Balneatori, il governo li ha mollati?
Pescara – Regione, province, comuni, associazioni produttive collaterali: tutti sono vicini ai balneatori, che in Abruzzo rappresentano una bella fetta di PIL regionale e sono ben 600 aziende con un gran numero di occupati diretti e indiretti. Tutti guardano con ansia alle disposizioni europee che, a detta degli interessati, segnerebbero la fine di un settore economico. Meno il governo italiano, che sembra aver quasi mollato la categoria. Pronta ad un clamoroso sciopero del settore, che lascerebbe vuote le spiagge nel cuore dell’estate.
Uno sciopero sulla spinosa vicenda delle concessioni demaniali, il cui regime con le disposizioni europee potrebbe cambiare profondamente. Non è un orizzonte sereno per chi ha investito soldi ed energie nella balneazione. Cristiano Tomei, rappresentante di categoria a livello nazionale, bandiera dei 600 balneatori abruzzesi, dice chiaro e tondo ai microfoni della Rai: “Se non vogliono ascoltare o non capiscono le nostre ragioni, non ci resta altro da fare che scioperare”. Per Tomei, il governo si impunta nel voler ignorare non solo i rappresentanti di categoria (le aziende sono 30.000 in Italia, paese con oltre 2500 km di coste e quindi di grande balneazione), ma la regione e tutti gli altri enti e istituzioni locali, che sono più o meno a fianco dei balneatori.
Rifiutarsi di considerare le ragioni esposte significa, per i balneatori, addirittura rifiutare persino un confronto. Ed è un tavolo di lavoro per aprire un dialogo, per instaurare un confronto, che la categoria chiede.

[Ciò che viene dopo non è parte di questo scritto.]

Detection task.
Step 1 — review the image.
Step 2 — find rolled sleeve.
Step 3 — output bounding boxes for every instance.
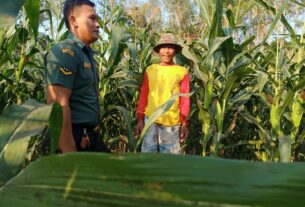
[46,44,80,89]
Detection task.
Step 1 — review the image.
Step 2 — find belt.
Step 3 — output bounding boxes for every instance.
[72,124,101,132]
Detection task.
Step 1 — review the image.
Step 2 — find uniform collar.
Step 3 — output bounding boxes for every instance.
[68,32,95,54]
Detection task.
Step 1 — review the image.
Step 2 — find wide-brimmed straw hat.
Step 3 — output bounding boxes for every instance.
[153,33,182,53]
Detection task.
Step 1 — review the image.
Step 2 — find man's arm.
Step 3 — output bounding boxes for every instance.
[136,72,149,136]
[47,85,76,153]
[179,74,190,142]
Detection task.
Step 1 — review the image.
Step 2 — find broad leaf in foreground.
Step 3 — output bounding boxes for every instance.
[0,153,305,207]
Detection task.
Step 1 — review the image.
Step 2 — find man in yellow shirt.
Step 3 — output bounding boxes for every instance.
[136,33,190,154]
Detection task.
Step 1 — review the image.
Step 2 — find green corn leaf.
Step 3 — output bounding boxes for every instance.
[0,0,24,28]
[0,153,305,207]
[0,100,52,186]
[255,0,299,45]
[209,0,224,46]
[49,103,63,154]
[24,0,40,40]
[115,106,136,152]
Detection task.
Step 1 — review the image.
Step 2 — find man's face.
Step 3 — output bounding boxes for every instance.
[72,5,99,45]
[159,44,175,65]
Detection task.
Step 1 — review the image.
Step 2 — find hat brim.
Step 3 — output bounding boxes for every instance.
[153,43,182,53]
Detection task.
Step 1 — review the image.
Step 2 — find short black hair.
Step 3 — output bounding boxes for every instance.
[63,0,95,30]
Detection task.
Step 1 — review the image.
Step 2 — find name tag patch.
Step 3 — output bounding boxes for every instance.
[59,67,72,76]
[84,63,91,69]
[61,48,75,57]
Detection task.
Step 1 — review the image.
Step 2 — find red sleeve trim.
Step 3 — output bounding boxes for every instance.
[137,72,149,119]
[180,74,190,124]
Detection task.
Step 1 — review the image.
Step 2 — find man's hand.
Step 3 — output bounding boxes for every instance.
[47,85,76,153]
[136,119,144,136]
[180,123,189,143]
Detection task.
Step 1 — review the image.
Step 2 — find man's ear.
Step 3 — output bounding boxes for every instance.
[69,15,78,28]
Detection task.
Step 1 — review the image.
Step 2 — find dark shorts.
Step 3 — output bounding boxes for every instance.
[72,124,110,152]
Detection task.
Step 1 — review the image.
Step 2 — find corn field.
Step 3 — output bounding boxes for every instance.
[0,0,305,206]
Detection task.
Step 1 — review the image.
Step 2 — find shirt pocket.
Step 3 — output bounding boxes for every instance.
[79,68,93,80]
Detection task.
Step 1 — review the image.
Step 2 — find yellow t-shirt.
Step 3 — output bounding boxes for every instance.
[145,64,188,126]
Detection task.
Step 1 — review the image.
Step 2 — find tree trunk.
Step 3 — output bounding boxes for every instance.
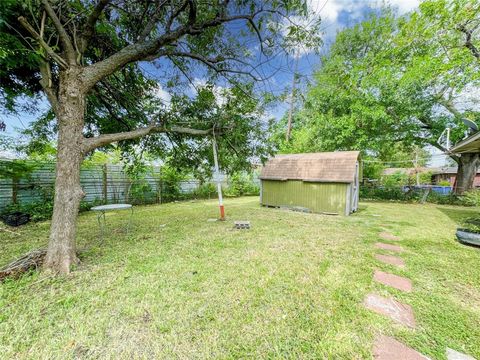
[454,154,480,195]
[44,68,85,273]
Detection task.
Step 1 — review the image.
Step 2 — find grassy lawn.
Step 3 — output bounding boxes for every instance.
[0,198,480,359]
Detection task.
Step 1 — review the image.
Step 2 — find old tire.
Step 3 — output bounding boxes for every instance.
[456,229,480,246]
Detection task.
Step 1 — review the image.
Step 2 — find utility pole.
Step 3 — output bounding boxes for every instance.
[212,134,225,221]
[285,50,299,142]
[414,146,420,186]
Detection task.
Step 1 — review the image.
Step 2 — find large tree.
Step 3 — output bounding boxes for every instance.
[0,0,320,273]
[282,0,480,193]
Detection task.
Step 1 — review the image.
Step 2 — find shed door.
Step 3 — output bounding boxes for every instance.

Amaro e sonfortante che la crisi della balneazione coincida, a Pescara, con quella della marineria portuale strozzata dal mancato dragaggio e dalla criminosa vicenda che fa la retroscena. Amaro perchè nessuno poteva immaginare il tracollo del mare, i problemi della pesca, quelli della balneazione e dei marinai, insieme con l’inevitabile ribasso del turismo, dovuto alla sparizione dei collegamenti con la Croazia, annullati insieme con l’azzerato porto di Pescara. Così è e l’Abruzzo assiste inebetito ad uno spettacolo che significa, per quanto uno voglia essere ottimista e fiducioso, soltanto disastrosa recessione.